Он изобразит себя в детстве, маленького толстого мальчика, закормленного жирными деликатесами, замученного французской спецшколой, музыкальной школой. Он наполнит действие пронзительным, как зубная боль, визгом ученической скрипочки. Мама хотела сделать из него великого музыканта, чтобы сообщать всем вокруг: «Мой сын – великий музыкант». Маленькая скрипка стала для него мистическим одушевленным существом. Когда он брал ее в руки, прижимал к челюсти, касался смычком тугих дрожащих струн, голова его наполнялась болью, а душа ненавистью. Это создание, полое внутри, гладкое, обтекаемое, лоснящееся маслянистым лаком снаружи, издавало в его руках омерзительные визги и скрипы. Олег подозревал, что ненависть взаимна. В руках учительницы музыки его скрипочка сладко пела и захлебывалась счастьем, как любящая собачонка при встрече с хозяином.

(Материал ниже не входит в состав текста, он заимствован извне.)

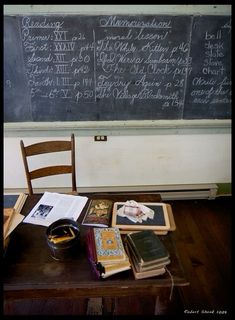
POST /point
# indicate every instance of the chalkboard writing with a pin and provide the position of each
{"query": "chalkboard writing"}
(209, 84)
(91, 68)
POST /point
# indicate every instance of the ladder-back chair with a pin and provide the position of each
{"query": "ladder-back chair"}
(49, 147)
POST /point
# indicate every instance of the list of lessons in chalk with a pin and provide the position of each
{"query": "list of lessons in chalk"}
(92, 68)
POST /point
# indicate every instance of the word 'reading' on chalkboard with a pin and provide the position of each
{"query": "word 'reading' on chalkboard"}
(97, 68)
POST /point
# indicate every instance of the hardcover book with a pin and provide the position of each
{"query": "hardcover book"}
(152, 266)
(114, 260)
(146, 273)
(109, 245)
(99, 213)
(148, 247)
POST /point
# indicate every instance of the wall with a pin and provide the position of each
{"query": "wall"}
(135, 155)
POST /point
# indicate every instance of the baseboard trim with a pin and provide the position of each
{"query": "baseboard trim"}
(167, 192)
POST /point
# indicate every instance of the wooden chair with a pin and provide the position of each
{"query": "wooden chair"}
(49, 147)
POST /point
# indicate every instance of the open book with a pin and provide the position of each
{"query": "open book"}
(54, 206)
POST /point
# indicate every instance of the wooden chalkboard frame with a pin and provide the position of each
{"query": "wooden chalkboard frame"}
(24, 109)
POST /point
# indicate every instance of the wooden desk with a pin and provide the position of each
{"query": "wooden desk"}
(30, 272)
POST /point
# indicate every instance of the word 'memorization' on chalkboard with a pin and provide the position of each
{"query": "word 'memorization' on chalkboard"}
(93, 68)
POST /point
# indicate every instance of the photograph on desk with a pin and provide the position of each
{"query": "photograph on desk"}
(13, 204)
(130, 216)
(99, 213)
(106, 252)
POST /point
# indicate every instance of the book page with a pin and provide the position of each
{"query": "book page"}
(54, 206)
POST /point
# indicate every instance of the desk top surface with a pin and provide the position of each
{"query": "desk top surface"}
(29, 267)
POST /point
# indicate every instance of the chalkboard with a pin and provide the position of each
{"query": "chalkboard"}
(98, 68)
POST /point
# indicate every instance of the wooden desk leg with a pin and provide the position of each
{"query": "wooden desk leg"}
(162, 301)
(94, 306)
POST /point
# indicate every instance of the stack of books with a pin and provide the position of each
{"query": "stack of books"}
(106, 252)
(147, 254)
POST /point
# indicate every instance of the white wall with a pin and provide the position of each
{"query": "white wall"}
(134, 161)
(129, 160)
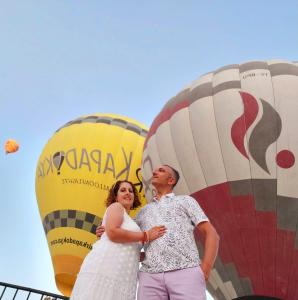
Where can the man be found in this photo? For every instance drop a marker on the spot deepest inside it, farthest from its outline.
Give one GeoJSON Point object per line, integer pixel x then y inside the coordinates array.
{"type": "Point", "coordinates": [172, 268]}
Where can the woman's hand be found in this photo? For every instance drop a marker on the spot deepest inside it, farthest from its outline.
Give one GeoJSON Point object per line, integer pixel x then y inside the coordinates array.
{"type": "Point", "coordinates": [156, 232]}
{"type": "Point", "coordinates": [100, 231]}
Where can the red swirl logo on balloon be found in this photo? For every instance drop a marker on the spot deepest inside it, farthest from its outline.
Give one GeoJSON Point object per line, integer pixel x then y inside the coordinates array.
{"type": "Point", "coordinates": [262, 135]}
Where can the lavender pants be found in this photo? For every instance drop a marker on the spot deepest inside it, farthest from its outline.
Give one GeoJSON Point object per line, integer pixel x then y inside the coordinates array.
{"type": "Point", "coordinates": [185, 284]}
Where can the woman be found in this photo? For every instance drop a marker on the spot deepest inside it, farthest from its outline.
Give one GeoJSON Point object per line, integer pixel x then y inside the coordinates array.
{"type": "Point", "coordinates": [109, 271]}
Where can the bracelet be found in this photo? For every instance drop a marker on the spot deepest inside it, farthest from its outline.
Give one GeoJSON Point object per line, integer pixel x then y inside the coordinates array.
{"type": "Point", "coordinates": [144, 237]}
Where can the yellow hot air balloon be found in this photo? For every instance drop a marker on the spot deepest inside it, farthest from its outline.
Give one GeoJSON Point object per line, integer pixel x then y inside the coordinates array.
{"type": "Point", "coordinates": [11, 146]}
{"type": "Point", "coordinates": [75, 170]}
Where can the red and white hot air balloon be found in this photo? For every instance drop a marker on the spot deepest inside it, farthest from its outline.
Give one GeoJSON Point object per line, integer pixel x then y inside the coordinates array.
{"type": "Point", "coordinates": [233, 136]}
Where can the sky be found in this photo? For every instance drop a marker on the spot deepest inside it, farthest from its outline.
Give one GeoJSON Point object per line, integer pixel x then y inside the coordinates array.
{"type": "Point", "coordinates": [63, 59]}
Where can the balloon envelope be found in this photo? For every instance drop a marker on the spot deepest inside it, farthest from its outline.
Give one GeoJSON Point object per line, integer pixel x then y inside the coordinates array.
{"type": "Point", "coordinates": [11, 146]}
{"type": "Point", "coordinates": [74, 173]}
{"type": "Point", "coordinates": [232, 134]}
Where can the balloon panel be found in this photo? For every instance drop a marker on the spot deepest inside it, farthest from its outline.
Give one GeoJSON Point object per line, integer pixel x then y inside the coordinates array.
{"type": "Point", "coordinates": [232, 135]}
{"type": "Point", "coordinates": [76, 169]}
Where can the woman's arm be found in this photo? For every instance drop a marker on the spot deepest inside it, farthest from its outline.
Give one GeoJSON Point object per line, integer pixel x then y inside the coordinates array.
{"type": "Point", "coordinates": [116, 234]}
{"type": "Point", "coordinates": [114, 220]}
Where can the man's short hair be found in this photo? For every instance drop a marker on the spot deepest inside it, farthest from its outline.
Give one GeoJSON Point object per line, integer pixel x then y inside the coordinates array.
{"type": "Point", "coordinates": [176, 175]}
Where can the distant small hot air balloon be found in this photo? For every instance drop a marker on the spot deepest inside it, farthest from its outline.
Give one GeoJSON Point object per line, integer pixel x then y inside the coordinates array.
{"type": "Point", "coordinates": [11, 146]}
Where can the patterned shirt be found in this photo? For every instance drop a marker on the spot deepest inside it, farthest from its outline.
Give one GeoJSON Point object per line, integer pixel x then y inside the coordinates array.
{"type": "Point", "coordinates": [176, 249]}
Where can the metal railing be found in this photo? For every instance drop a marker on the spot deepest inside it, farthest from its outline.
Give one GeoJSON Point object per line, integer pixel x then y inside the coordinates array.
{"type": "Point", "coordinates": [15, 292]}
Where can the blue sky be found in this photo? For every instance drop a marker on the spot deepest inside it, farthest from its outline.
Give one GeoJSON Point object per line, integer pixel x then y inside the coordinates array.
{"type": "Point", "coordinates": [63, 59]}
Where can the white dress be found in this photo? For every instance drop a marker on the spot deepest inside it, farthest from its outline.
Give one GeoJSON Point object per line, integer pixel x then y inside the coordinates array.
{"type": "Point", "coordinates": [109, 271]}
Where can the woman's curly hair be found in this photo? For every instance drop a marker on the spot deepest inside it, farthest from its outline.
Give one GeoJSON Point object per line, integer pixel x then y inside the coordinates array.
{"type": "Point", "coordinates": [114, 191]}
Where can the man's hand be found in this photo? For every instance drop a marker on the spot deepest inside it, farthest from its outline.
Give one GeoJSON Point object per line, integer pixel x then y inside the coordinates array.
{"type": "Point", "coordinates": [100, 229]}
{"type": "Point", "coordinates": [206, 270]}
{"type": "Point", "coordinates": [211, 247]}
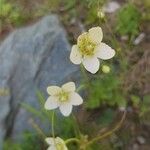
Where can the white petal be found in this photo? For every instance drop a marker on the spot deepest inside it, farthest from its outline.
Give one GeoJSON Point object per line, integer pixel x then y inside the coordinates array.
{"type": "Point", "coordinates": [66, 109]}
{"type": "Point", "coordinates": [51, 103]}
{"type": "Point", "coordinates": [91, 64]}
{"type": "Point", "coordinates": [53, 90]}
{"type": "Point", "coordinates": [69, 87]}
{"type": "Point", "coordinates": [50, 141]}
{"type": "Point", "coordinates": [96, 34]}
{"type": "Point", "coordinates": [75, 55]}
{"type": "Point", "coordinates": [75, 99]}
{"type": "Point", "coordinates": [104, 51]}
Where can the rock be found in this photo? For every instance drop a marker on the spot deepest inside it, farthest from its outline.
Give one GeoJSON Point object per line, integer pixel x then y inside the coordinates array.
{"type": "Point", "coordinates": [111, 7]}
{"type": "Point", "coordinates": [31, 58]}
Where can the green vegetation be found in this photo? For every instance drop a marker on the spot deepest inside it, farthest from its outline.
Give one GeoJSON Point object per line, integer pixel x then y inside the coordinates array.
{"type": "Point", "coordinates": [128, 20]}
{"type": "Point", "coordinates": [105, 91]}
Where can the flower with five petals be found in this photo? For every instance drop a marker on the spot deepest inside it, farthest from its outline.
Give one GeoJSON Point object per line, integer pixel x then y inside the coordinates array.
{"type": "Point", "coordinates": [63, 97]}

В музыкальной школе ему задавали огромные домашние задания, и даже в те дни, когда не надо было ходить на занятия, он должен был пилить на инструменте по нескольку часов. Родители проводили целые дни на работе, но обложили его со всех сторон, как волчонка красными флажками. Они дарили подарки лифтершам, и за это получали исчерпывающую информацию, в котором часу он вернулся из школы, уходил ли куда-то еще, приходил ли кто-то к нему. Они дарили подарки всем его учителям и настоятельно просили держать мальчика в ежовых рукавицах, подробно докладывать, как он выполняет домашние задания, как ведет себя, с кем дружит.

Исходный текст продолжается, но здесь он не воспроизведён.